Mathieu: Based on the replies I saw from your tweet when you were coming on the broadcast this morning, Mr. Mayor, I can only imagine what your voicemail box is like right now. People are obviously becoming impatient and frustrated. I'm wondering, though, as you look at the weather forecast, it's going to start getting nice around here in a minute. Are you worried about people congregating in the city in the warm weather?

Walsh: Of course I worry about that, because we'll see an increase in cases. And I think that it's important that as people go out today and tomorrow — I think tomorrow's going to be 71 [degrees] — they understand that the virus is still very much contagious, it's still very much here, and you want to prevent yourself and your family from getting the virus. So I want to take the precautions that have been in place with the social distancing and the washing of the hands.

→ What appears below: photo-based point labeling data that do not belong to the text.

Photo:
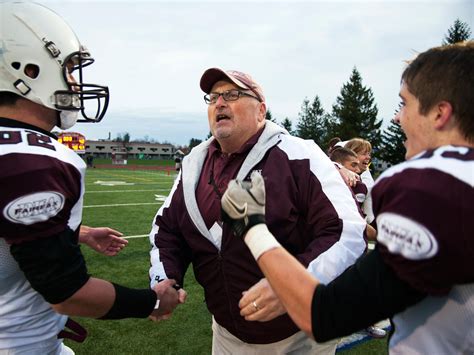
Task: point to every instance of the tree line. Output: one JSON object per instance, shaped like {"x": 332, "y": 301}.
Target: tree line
{"x": 355, "y": 112}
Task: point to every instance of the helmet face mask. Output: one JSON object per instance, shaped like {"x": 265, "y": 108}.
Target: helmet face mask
{"x": 80, "y": 93}
{"x": 42, "y": 60}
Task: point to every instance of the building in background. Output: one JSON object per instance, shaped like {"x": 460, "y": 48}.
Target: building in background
{"x": 134, "y": 150}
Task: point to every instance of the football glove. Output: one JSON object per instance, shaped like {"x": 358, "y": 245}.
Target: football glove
{"x": 243, "y": 204}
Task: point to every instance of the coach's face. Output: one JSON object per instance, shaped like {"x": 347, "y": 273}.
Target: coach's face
{"x": 232, "y": 123}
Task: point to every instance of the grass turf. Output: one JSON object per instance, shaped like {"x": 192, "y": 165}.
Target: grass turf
{"x": 189, "y": 329}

I just want to go back to something you said right before this though when you said people are angry and anxious. I don't think people are angry. I think they're concerned. I think that concern is perceived as anger. I think they're really concerned. Business owners are concerned about their businesses, folks that go to work every day are concerned about their livelihood [and] their families. ... So I think that that's really what's going on here. This virus is something that none of us have ever experienced. And to be honest with you, I know everyone's over it right now — we're ready to move on. But unfortunately, we're not there yet. We're waiting for vaccines, we're waiting for cures or for it to go away, and I don't think the last part is what's going to happen here.

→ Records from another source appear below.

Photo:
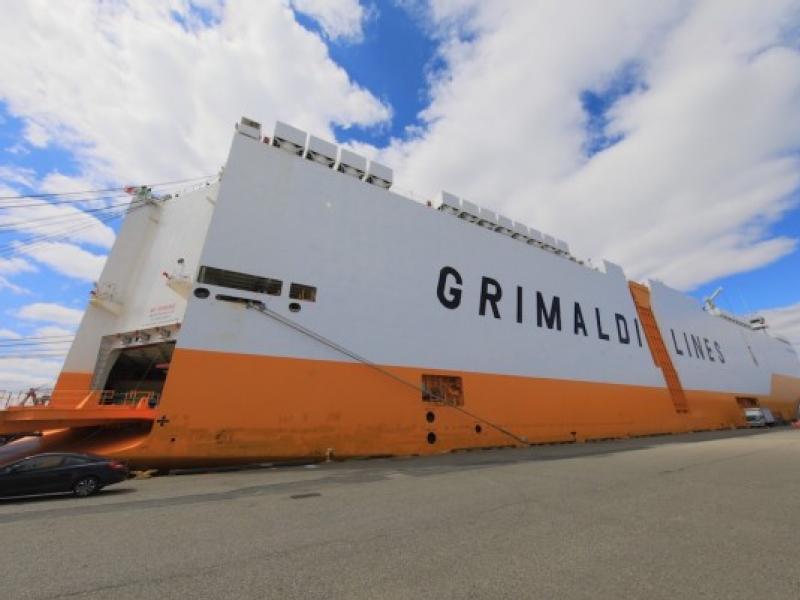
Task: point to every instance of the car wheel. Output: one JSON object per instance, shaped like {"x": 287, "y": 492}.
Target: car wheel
{"x": 86, "y": 486}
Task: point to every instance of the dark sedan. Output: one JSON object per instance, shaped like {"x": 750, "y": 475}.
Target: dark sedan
{"x": 81, "y": 474}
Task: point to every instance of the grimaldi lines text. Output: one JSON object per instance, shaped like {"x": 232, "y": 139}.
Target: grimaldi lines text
{"x": 297, "y": 307}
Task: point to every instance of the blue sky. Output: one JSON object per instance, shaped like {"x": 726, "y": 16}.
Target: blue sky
{"x": 623, "y": 118}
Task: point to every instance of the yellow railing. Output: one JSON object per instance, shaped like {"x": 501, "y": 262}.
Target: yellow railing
{"x": 79, "y": 398}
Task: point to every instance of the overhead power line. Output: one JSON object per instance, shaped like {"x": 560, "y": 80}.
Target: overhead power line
{"x": 102, "y": 190}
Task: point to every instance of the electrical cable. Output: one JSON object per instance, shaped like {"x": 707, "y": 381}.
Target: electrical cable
{"x": 261, "y": 308}
{"x": 103, "y": 190}
{"x": 60, "y": 218}
{"x": 16, "y": 247}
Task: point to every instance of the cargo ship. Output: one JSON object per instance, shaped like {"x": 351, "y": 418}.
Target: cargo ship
{"x": 298, "y": 308}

Mathieu: I know you're in contact with Gov. Baker very often about all of this stuff, and you're probably talking about a lot of ideas. As we consider the summer arriving, the Fourth of July and so forth, Mr. Mayor, would you consider asking the governor to close the esplanade if need be?

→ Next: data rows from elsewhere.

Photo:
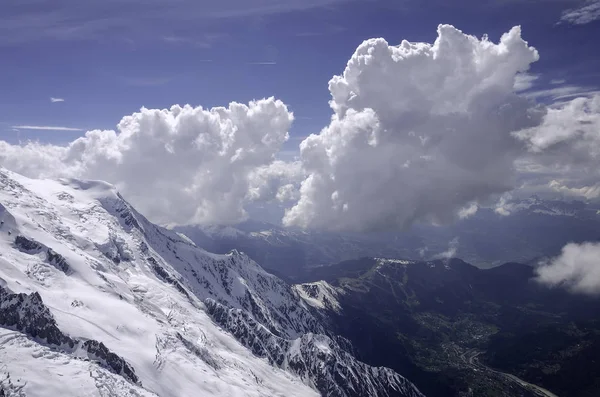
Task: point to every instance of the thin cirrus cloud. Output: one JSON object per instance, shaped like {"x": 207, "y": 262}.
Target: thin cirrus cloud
{"x": 263, "y": 63}
{"x": 45, "y": 128}
{"x": 71, "y": 20}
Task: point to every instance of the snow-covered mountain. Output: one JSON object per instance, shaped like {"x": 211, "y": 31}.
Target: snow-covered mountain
{"x": 96, "y": 300}
{"x": 522, "y": 230}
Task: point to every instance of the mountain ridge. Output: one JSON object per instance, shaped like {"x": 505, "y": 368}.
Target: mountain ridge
{"x": 150, "y": 296}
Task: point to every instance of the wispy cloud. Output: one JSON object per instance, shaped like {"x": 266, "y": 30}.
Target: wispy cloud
{"x": 45, "y": 128}
{"x": 587, "y": 13}
{"x": 561, "y": 92}
{"x": 147, "y": 81}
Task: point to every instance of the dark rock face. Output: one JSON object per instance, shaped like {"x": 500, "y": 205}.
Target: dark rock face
{"x": 165, "y": 276}
{"x": 29, "y": 315}
{"x": 26, "y": 245}
{"x": 57, "y": 261}
{"x": 98, "y": 351}
{"x": 316, "y": 358}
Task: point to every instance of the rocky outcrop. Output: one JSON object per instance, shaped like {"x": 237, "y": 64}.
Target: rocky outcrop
{"x": 318, "y": 359}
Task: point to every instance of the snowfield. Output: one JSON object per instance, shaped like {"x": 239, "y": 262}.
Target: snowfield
{"x": 135, "y": 294}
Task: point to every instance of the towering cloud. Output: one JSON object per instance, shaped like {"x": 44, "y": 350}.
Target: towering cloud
{"x": 180, "y": 165}
{"x": 564, "y": 150}
{"x": 576, "y": 268}
{"x": 418, "y": 131}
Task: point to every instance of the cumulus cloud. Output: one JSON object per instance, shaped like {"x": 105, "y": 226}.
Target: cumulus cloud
{"x": 587, "y": 13}
{"x": 565, "y": 148}
{"x": 45, "y": 128}
{"x": 468, "y": 211}
{"x": 278, "y": 180}
{"x": 419, "y": 131}
{"x": 576, "y": 268}
{"x": 180, "y": 165}
{"x": 450, "y": 252}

Walsh: I think we'll have to see what happens. I don't think there'll be gatherings on the Esplanade on the Fourth of July unless we're in a different place.

Mathieu: Or even just college kids get together on the dock to get a suntan, you know?

Walsh: We still have six weeks to go, so I think that as we've all realized, a week is a lifetime here and numbers change and things change drastically. The last three days in Boston, the numbers have been down as far as positive cases, but so has the testing. So you can't really fully gauge what the true number is, but I think that we're trending in the right direction. There's no question about it.

Our hospital capacity is available for folks that have other illnesses. They're definitely treating COVID patients, but we have capacity. Those are all good signs, and I think we just have to continue to monitor. The one thing [noticed when] I started this conversation, the doctors and the scientists [are all concerned about] going back to work too soon. But they're also providing data, and that data right now is indicating that we're trending in the right direction. I think that it's important for us to to continue to monitor that. It's also important for us to monitor what happens in other cities and states. LA is taking a very aggressive approach to keeping their cases down. Their cases are below Boston, I believe, and they have put in more strict [shelter] in place [orders]. So we have to watch and see what other places are doing as well and share the best practices. We'll get through this. It's not a matter of how, it's a matter of when we get through this.

Mathieu: But to be clear, you mentioned LA, Mr. Mayor. Are you reserving the right to do what you have to do to extend restrictions or whatever might measure might be required to keep the city safe even as the state moves in its own direction?

Walsh: I think absolutely. But again, it's a coordinated effort. I think that in New York state, they're easing restrictions in some different parts of the state, but not in the city. So I think that it's, literally, we look at these different situations and we handle them as they come in.